The New York Times wished their readers a good morning with a recipe/ tribute to Greek feta, on December 12, 2018.

Entitled "Crispy Feta With Lemon" the Food section of the American newspaper posted the recipe for feta on its electronic edition and on its Twitter account (and has 42.4 million followers)!

Essentially, it is a recipe for feta "saganaki" with a twist. The recipe which takes about 10 minutes serves 16.

As the article notes:

"When heat touches feta, its exterior crisps while its interior becomes surprisingly creamy and soft. Turning it into a dazzling appetizer takes very little: Dust the cheese with cornstarch and sesame seeds, sauté it in butter, then finish it with a squeeze of lemon. You can perch it atop a cracker, or eat it on its own, in awe of the sum of so few parts."

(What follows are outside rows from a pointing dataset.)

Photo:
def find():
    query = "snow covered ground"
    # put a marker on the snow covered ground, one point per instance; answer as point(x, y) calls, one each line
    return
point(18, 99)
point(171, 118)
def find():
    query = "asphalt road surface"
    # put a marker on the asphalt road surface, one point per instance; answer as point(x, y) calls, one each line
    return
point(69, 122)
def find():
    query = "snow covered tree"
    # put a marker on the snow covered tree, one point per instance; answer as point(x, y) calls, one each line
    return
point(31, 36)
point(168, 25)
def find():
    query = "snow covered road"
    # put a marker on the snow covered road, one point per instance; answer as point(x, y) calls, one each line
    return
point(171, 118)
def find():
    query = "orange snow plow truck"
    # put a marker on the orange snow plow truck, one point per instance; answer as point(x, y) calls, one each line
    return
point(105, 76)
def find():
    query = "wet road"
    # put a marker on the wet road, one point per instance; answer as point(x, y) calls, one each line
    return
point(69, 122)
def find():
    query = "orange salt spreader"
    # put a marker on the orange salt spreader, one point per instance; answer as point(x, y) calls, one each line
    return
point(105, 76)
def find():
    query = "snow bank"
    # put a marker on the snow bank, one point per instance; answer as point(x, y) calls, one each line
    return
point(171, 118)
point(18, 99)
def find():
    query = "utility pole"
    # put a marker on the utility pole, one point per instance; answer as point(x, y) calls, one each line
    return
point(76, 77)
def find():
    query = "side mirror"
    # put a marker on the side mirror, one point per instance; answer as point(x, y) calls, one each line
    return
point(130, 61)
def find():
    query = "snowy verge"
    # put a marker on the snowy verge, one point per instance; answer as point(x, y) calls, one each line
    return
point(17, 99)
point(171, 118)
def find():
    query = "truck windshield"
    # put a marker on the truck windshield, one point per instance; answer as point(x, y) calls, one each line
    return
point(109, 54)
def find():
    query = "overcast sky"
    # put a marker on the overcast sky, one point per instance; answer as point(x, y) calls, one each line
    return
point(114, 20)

1 (8-ounce) package block feta, preferably not in brine
3 tablespoons cornstarch
1 tablespoon sesame seeds
2 tablespoons unsalted butter
Flaky salt
Freshly ground black pepper
Red-pepper flakes, for serving
Lemon wedges, for serving
Crackers or toasted baguette slices, for serving

Cut the feta in 1/4-inch-thick slices, then cut each rectangular slice in half crosswise to form two squares. You should end up with about 16 squares. Transfer the squares to a paper towel on your cutting board and pat dry.
In a large shallow bowl or rimmed plate, stir together the cornstarch and sesame seeds. Working with one at a time, gently coat the feta on both sides with the cornstarch mixture.
In a large, nonstick skillet, melt the butter over medium heat. Add the feta in a single layer and cook until golden-brown, about 1 minute. Using a spatula, gently flip and cook until golden-brown on the other side. Transfer to a platter and sprinkle with flaky salt, black pepper and red-pepper flakes. Serve warm with crackers or toasted baguette slices, with lemon wedges alongside for squeezing on top.